‘Everything is blamed – the mountain, the woods, the walls’ – getting online in rural Ireland

The owner of Lissadell House in Sligo says it is embarrassing watching people walking around the grounds trying desperately to get an internet connection

Eddie Walsh and Constance Cassidy at Lissadell House. Mr Walsh  said he has tried a number of different providers but has never got a satisfactory broadband connection. Photograph: Brian Farrell

Eddie Walsh and Constance Cassidy at Lissadell House. Mr Walsh said he has tried a number of different providers but has never got a satisfactory broadband connection. Photograph: Brian Farrell

 

When it comes to connectivity Eddie Walsh, owner of Lissadell House in Sligo, believes things haven’t progressed too much since Constance Markievicz lived there.

“It’s actually pre-historic,” said the barrister who described as embarrassing watching people walking around the grounds trying desperately to get an internet connection when they attend events in Lissadell.

It’s a problem which affects all aspects of the business whether it’s trying to send out brochures, run conferences or provide basic facilities for people enjoying a trip to the 1916 leader’s ancestral home.

This weekend SIPTU’s Sligo/Leitrim /Roscommon District Council held a conference in Lissadell and union bosses have discussed holding a major conference there but one of their first questions was about the quality of the broadband.

“I had to honestly say that it is dreadful,” said Mr Walsh. He considered introducing online sales at the estate to raise the profile of the tourist attraction and generate revenue, but it wan’t feasible given the poor broadband.

The senior counsel, who bought the estate with his wife Constance Cassidy in 2003, said he has tried a number of different providers but has never got a satisfactory broadband connection. “Everything is blamed – the mountain, the woods, the walls . . . you name it.

“I now do all my research in Dublin or Naas. When I’m trying to send an email I walk away from the house and I see people going up to the car park looking for a connection. It’s been okay with the weather for the last six or eight weeks but at other times you won’t delay too long outside.”

Mr Walsh said that communications companies who promise certain speeds and don’t follow through are effectively committing fraud.

“When they promised to roll out the national plan we thought ‘brilliant’ and I suppose that’s why we put up with this for so long. If Albert Reynolds managed to get the phone system working why can’t someone do the same with broadband. Is it that there will isn’t there or the government isn’t investing enough?”

Clincher

Co Leitrim estate agent Liam Farrell, who also owns the cineplex in Carrick-on- Shannon, said when he is showing potential buyers around a house or property the first question is often about the quality of the broadband.

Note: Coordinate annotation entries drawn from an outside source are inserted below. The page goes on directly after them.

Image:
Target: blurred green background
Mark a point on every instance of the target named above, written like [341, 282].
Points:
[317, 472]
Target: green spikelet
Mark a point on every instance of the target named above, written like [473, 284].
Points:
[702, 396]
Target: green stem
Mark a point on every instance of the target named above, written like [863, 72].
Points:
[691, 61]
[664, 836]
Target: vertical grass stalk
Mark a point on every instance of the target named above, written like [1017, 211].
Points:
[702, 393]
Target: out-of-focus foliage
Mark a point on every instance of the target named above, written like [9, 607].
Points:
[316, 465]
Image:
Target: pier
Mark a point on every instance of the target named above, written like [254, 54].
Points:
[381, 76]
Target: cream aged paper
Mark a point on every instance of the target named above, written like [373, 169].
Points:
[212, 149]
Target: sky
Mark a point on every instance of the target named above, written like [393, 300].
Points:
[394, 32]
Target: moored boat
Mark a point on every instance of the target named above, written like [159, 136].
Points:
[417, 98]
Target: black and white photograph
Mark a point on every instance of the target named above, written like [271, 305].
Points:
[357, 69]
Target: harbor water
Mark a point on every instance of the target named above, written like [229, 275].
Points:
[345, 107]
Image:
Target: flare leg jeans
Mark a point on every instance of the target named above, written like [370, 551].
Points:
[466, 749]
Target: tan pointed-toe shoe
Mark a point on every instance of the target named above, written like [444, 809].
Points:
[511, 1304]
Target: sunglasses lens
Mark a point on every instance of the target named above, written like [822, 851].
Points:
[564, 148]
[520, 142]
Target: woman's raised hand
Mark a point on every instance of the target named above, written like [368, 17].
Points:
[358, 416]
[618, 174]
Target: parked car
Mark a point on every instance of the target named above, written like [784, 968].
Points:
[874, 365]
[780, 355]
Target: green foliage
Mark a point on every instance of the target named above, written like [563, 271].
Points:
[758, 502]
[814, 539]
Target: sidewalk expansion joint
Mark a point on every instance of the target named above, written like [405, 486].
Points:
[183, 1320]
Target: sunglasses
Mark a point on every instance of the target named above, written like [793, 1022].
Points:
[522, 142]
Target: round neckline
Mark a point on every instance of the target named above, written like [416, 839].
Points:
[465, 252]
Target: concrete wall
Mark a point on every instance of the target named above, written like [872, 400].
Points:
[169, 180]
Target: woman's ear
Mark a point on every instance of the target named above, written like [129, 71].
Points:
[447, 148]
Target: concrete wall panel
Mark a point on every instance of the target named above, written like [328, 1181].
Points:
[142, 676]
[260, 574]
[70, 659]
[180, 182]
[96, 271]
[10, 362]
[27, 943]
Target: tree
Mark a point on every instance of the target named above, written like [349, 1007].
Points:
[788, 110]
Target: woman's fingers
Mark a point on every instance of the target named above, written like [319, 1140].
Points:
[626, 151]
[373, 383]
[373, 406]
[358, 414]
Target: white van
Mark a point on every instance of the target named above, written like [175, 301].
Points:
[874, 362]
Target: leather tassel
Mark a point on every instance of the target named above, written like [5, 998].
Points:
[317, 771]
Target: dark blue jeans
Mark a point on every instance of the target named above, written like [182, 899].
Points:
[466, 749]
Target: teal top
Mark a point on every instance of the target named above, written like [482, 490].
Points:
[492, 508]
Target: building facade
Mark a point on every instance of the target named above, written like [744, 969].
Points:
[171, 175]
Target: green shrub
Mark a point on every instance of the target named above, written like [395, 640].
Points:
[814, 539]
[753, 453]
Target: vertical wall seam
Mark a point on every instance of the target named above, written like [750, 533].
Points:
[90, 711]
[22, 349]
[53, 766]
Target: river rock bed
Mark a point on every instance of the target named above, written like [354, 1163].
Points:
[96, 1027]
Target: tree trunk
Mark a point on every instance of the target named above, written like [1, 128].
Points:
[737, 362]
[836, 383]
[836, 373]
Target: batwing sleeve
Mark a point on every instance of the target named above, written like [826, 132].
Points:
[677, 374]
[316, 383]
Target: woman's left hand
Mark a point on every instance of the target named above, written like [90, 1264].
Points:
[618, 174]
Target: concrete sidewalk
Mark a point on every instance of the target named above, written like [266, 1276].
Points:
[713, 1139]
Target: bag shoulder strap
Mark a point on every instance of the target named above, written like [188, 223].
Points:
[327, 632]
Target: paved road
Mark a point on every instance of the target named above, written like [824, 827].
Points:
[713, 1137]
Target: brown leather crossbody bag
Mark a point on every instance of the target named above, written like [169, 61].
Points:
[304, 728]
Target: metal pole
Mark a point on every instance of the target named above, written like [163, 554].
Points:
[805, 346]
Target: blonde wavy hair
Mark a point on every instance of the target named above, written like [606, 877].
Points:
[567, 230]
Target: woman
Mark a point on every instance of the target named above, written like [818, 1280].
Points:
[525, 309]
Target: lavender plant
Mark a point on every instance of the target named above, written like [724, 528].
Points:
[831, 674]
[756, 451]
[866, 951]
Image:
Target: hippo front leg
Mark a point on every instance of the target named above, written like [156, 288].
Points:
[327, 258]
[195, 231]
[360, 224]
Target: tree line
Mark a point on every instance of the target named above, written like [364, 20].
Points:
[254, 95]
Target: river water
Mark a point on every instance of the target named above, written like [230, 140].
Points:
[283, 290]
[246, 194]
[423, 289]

“It used to be, ‘is there a well or is there a group water scheme’,” he said. “Now we find that the view may be perfect, the commuting distance may be just right but the clincher is the quality of the connectivity.”

Mr Farrell said improved broadband is the only way to ensure the revitalisation of rural Ireland. “Mary McInerney who operates a restaurant on the Lovely Leitrim barge on the river Shannon, said that sometimes she feels she is living in an episode of the 1960s television show Green Acres where they used to climb the telephone poles to talk on the phone.

She and her husband, Jorn Bjerknes, run a restaurant on their barge but keeping in internet contact with their customers is a nightmare which involves running up and down along the riverbank to send or receive emails.

“Some places are blackspots when it comes to broadband,” she explained. “We have to wait until we get into town to check our emails. It is really frustrating and like a lot of people we wonder what the Government is going to do about it”.

Broadband access is “as critical for rural areas as the ESB”, explained Michael Cahill, a councillor and guesthouse owner in Glenbeigh, Co Kerry.

He points to the Glencar valley near Killorglin. This is a remote but beautiful walking area in the MacGillycuddy’s Reeks. Here hoteliers said coverage was always “patchy” and it depends where you are.

The experience of what has been rolled out so far is of access to broadband stopping abruptly – houses on one road are covered and but those on another road, or even another part of the same road are not eligible or being included.

‘Amber’

Kerry has one of the highest number of premises yet to be covered by the roll-out of high-speed rural broad. According to the national broadband plan, as of the first quarter in 2018 only 52 per cent of Kerry is covered by commercial broadband operators – compared with 99 per cent in Dún Laoghaire, for instance. Almost half the 89,139 homes and businesses in Kerry are without high-speed broadband.

Some 32 per cent of premises in Kerry are in the intervention area and geographically most of the county is “amber” , yet to be provided with broadband with the exceptions of the major towns.